I was going to instigate defamation and infringement of privacy proceedings. I’ve been vouchsafed £100,000 to fight the case by a supporter who is incensed by what’s been going on, as have been many rather heavy hitters who’ve been observing it, yet have decided to refrain for the time being from doing that as I believe it would be ultimately destructive for everyone concerned.
Instead in the spirit of tai chi yielding, I give the responsibility to you in the lynch mob. You are free to wreck my career and all I’ve worked for, along with removing the possibility of me being able to offer the help others want or need from me, simply by continuing to spread and propound these rumours, or you can back off and leave me alone to do my work.

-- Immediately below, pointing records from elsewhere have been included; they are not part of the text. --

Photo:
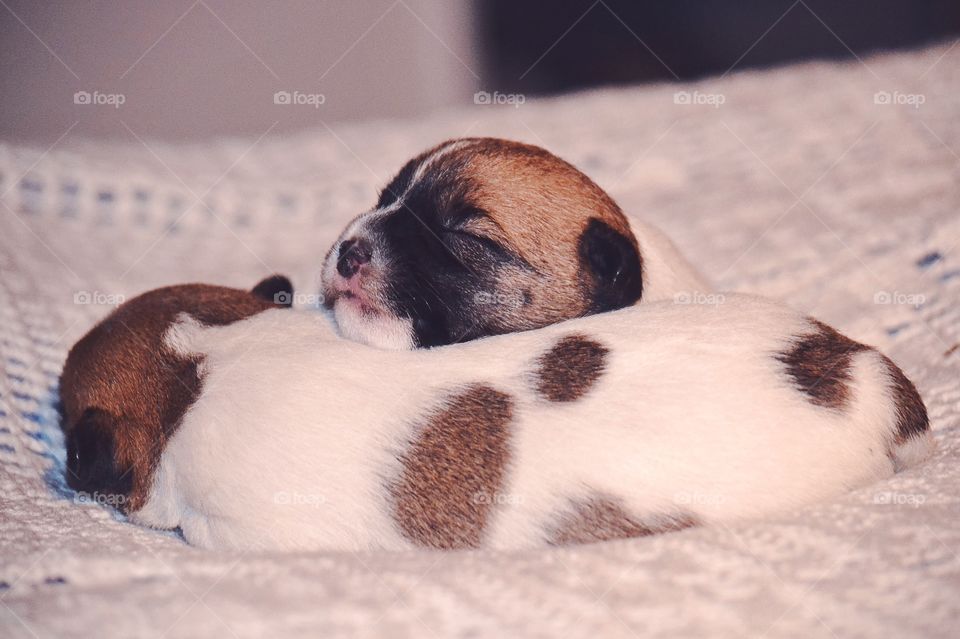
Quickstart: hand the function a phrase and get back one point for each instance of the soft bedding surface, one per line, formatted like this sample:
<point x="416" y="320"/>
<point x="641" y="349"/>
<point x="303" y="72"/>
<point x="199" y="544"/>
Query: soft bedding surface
<point x="803" y="184"/>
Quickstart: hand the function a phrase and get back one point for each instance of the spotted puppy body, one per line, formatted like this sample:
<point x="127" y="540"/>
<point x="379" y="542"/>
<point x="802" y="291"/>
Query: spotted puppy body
<point x="644" y="420"/>
<point x="482" y="236"/>
<point x="123" y="392"/>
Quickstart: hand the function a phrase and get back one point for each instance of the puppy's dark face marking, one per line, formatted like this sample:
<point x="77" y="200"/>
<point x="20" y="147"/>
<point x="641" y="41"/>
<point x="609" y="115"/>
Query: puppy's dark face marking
<point x="912" y="417"/>
<point x="481" y="236"/>
<point x="601" y="519"/>
<point x="819" y="365"/>
<point x="123" y="394"/>
<point x="441" y="498"/>
<point x="569" y="370"/>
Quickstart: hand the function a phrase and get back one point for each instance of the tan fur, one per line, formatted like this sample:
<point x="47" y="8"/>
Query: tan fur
<point x="539" y="206"/>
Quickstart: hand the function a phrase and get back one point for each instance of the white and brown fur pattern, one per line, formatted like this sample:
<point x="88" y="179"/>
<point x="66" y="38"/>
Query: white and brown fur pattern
<point x="481" y="236"/>
<point x="648" y="419"/>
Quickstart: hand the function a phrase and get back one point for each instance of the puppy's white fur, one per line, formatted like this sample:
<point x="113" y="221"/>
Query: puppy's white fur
<point x="298" y="433"/>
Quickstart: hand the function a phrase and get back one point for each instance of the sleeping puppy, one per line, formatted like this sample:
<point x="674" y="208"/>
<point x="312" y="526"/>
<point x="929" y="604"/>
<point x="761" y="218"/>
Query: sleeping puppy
<point x="123" y="392"/>
<point x="481" y="236"/>
<point x="647" y="419"/>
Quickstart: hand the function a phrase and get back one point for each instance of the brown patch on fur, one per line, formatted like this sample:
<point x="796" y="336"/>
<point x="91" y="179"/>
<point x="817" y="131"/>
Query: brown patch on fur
<point x="912" y="417"/>
<point x="442" y="497"/>
<point x="819" y="364"/>
<point x="568" y="370"/>
<point x="554" y="203"/>
<point x="123" y="393"/>
<point x="602" y="518"/>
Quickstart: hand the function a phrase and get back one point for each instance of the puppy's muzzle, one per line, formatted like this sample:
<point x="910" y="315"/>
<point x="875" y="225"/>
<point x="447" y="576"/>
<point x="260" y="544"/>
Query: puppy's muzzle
<point x="352" y="255"/>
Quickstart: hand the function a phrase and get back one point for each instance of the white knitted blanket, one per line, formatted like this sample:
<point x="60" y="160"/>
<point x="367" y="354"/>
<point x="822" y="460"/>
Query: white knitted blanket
<point x="803" y="183"/>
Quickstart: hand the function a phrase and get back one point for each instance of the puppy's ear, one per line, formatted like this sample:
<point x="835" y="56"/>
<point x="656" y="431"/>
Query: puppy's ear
<point x="612" y="264"/>
<point x="92" y="466"/>
<point x="276" y="289"/>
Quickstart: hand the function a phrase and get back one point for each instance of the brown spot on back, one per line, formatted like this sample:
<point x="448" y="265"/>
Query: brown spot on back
<point x="568" y="370"/>
<point x="603" y="518"/>
<point x="819" y="364"/>
<point x="539" y="206"/>
<point x="459" y="457"/>
<point x="123" y="393"/>
<point x="911" y="413"/>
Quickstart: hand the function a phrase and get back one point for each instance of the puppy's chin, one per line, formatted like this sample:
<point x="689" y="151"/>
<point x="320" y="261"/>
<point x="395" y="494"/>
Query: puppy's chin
<point x="373" y="328"/>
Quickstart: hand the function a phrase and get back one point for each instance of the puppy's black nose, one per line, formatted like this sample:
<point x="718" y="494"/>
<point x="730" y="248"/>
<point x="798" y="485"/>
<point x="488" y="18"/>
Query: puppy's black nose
<point x="352" y="255"/>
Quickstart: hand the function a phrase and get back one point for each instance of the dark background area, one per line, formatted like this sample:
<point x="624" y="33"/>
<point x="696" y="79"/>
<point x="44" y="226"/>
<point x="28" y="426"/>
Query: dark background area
<point x="539" y="47"/>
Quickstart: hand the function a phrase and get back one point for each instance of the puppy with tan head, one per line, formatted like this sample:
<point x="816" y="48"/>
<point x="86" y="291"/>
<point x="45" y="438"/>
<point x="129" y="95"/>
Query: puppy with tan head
<point x="481" y="236"/>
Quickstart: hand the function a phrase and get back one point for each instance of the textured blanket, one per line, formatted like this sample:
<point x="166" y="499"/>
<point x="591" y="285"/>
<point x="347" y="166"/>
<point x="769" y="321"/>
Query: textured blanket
<point x="834" y="187"/>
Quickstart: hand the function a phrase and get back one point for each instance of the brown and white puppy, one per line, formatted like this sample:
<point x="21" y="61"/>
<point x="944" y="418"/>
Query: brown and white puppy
<point x="482" y="236"/>
<point x="123" y="392"/>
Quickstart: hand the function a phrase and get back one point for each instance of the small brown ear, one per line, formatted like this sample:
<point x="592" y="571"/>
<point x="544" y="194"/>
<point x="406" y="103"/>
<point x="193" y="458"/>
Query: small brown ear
<point x="612" y="266"/>
<point x="276" y="289"/>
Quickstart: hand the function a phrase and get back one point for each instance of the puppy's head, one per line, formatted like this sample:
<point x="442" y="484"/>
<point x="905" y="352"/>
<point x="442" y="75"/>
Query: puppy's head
<point x="478" y="237"/>
<point x="123" y="392"/>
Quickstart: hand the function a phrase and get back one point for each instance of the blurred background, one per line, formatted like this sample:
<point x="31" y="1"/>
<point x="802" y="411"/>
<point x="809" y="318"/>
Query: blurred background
<point x="184" y="70"/>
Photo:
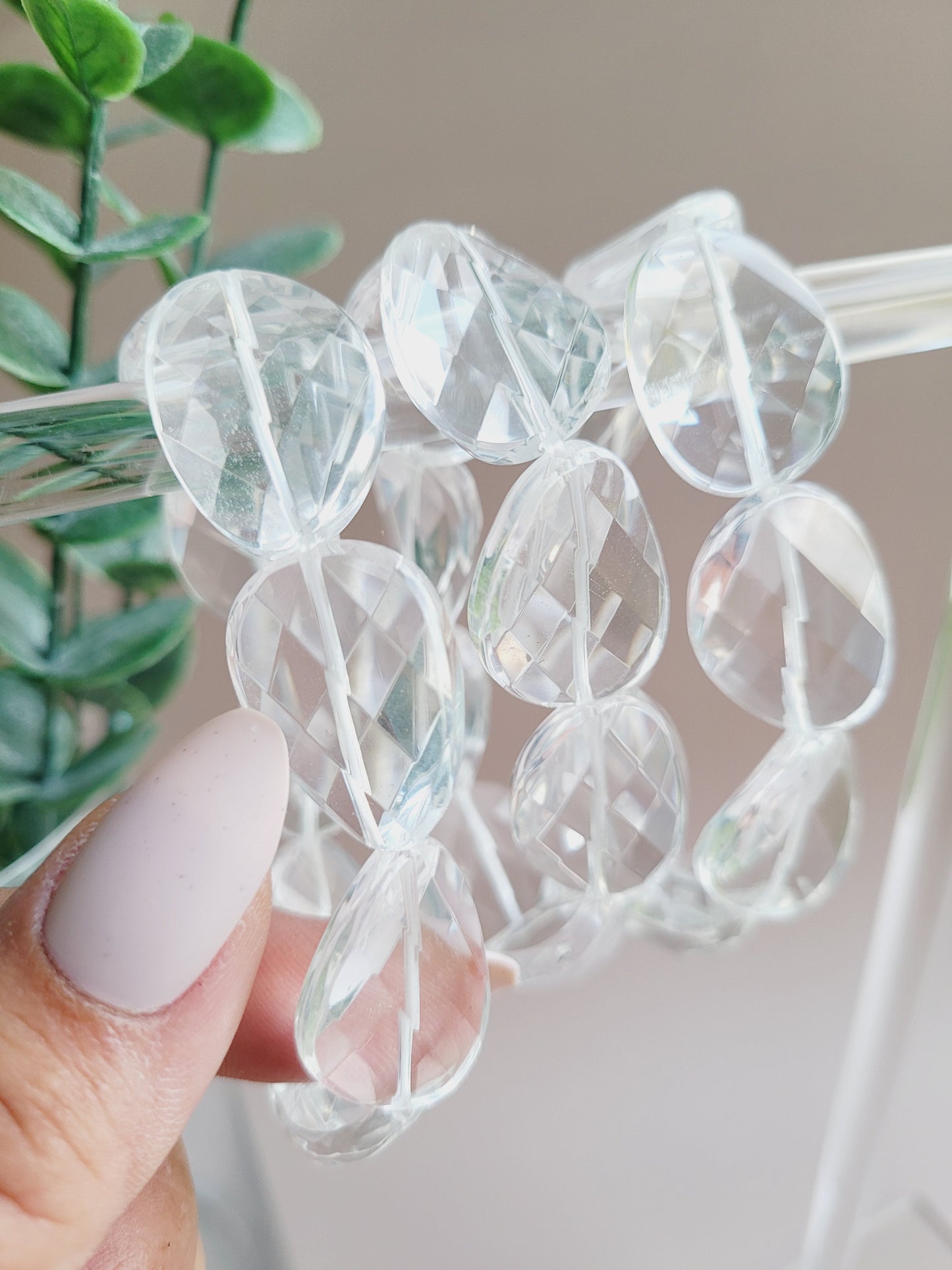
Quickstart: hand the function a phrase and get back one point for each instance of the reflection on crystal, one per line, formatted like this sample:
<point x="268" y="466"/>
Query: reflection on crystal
<point x="211" y="568"/>
<point x="621" y="431"/>
<point x="781" y="841"/>
<point x="316" y="861"/>
<point x="491" y="349"/>
<point x="333" y="1130"/>
<point x="524" y="612"/>
<point x="733" y="362"/>
<point x="268" y="404"/>
<point x="600" y="793"/>
<point x="789" y="611"/>
<point x="478" y="694"/>
<point x="549" y="929"/>
<point x="372" y="653"/>
<point x="433" y="516"/>
<point x="602" y="276"/>
<point x="675" y="909"/>
<point x="405" y="426"/>
<point x="364" y="1030"/>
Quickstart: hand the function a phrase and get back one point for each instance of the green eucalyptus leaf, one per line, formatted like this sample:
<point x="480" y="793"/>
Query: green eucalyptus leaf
<point x="103" y="523"/>
<point x="120" y="645"/>
<point x="24" y="608"/>
<point x="148" y="575"/>
<point x="140" y="130"/>
<point x="161" y="679"/>
<point x="148" y="238"/>
<point x="167" y="43"/>
<point x="34" y="346"/>
<point x="293" y="125"/>
<point x="215" y="90"/>
<point x="291" y="252"/>
<point x="43" y="108"/>
<point x="93" y="42"/>
<point x="102" y="767"/>
<point x="38" y="211"/>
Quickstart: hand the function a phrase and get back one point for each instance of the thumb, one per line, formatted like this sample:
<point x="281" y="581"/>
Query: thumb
<point x="125" y="968"/>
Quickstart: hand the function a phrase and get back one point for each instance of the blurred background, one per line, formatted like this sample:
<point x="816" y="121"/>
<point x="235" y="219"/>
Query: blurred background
<point x="667" y="1112"/>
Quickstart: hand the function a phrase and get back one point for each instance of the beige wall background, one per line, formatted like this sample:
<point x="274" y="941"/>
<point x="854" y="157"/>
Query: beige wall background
<point x="668" y="1112"/>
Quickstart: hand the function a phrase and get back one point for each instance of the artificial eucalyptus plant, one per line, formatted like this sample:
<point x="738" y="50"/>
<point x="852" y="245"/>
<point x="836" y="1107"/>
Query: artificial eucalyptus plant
<point x="79" y="691"/>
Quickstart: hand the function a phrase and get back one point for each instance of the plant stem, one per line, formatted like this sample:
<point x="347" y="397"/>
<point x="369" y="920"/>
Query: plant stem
<point x="210" y="186"/>
<point x="89" y="219"/>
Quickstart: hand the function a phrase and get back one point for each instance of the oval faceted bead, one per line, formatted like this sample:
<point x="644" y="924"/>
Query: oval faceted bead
<point x="349" y="650"/>
<point x="573" y="516"/>
<point x="405" y="426"/>
<point x="673" y="908"/>
<point x="433" y="516"/>
<point x="781" y="841"/>
<point x="363" y="1027"/>
<point x="549" y="929"/>
<point x="268" y="404"/>
<point x="210" y="565"/>
<point x="600" y="793"/>
<point x="334" y="1130"/>
<point x="733" y="362"/>
<point x="493" y="351"/>
<point x="602" y="276"/>
<point x="789" y="611"/>
<point x="478" y="694"/>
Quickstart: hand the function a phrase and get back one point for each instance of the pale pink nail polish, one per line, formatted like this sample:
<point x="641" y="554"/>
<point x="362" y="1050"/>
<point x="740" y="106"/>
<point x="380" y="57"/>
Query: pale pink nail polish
<point x="154" y="894"/>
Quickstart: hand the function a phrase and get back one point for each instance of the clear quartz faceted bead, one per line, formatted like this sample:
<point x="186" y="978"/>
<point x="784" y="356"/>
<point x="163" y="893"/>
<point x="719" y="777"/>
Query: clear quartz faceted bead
<point x="405" y="426"/>
<point x="549" y="929"/>
<point x="349" y="650"/>
<point x="211" y="568"/>
<point x="497" y="353"/>
<point x="363" y="1027"/>
<point x="673" y="908"/>
<point x="333" y="1130"/>
<point x="478" y="695"/>
<point x="782" y="840"/>
<point x="433" y="516"/>
<point x="602" y="277"/>
<point x="571" y="594"/>
<point x="789" y="611"/>
<point x="316" y="861"/>
<point x="621" y="431"/>
<point x="600" y="793"/>
<point x="268" y="404"/>
<point x="733" y="362"/>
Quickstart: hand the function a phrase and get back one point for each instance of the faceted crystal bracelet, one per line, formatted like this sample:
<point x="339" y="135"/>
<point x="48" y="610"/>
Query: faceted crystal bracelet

I’m aware you have your own suffering going on about it because you know you’ve wronged me and must live with that. If I wish anything for you, it’s merely that you can be at peace enough with yourselves not to need to indulge this sort of thing anymore and start to enjoy your lives rather than wasting them away trying to destroy other people on the internet.
I will now reopen the forum - it will take some hours to be activated after posting this.
I will let it remain open for the weekend.
When I come back after taking a short break to concentrate on various other areas of my work and relax after all this, if I find then or in the ensuing time, any defamatory or infringement of privacy posts or links up, I will simply close the forum down, do what I can to give you all refunds for the balances of your subs and say goodbye.
Meanwhile to everyone who’s reading this, whether you were aware of the situation or not, I have always been clear that I am not a god. I have never wanted to encourage people to deify me, yet people have insisted on doing just that. The problem with it being, that once you’ve been deified, they then set about destroying you because you turn out to have been human all along.
I am human.
I’ve always said so.
I have committed no crimes.
I’ve been stupid but I’ve committed no crimes.
However I am not bothered to waste time and energy defending myself for being human – there’s a big world out there and lots of other things I could do.
I would however like to continue to serve you as best I can in the way I’ve been doing. I believe it’s my role to do so.
We’ll leave it in the hands of the few and see what happens.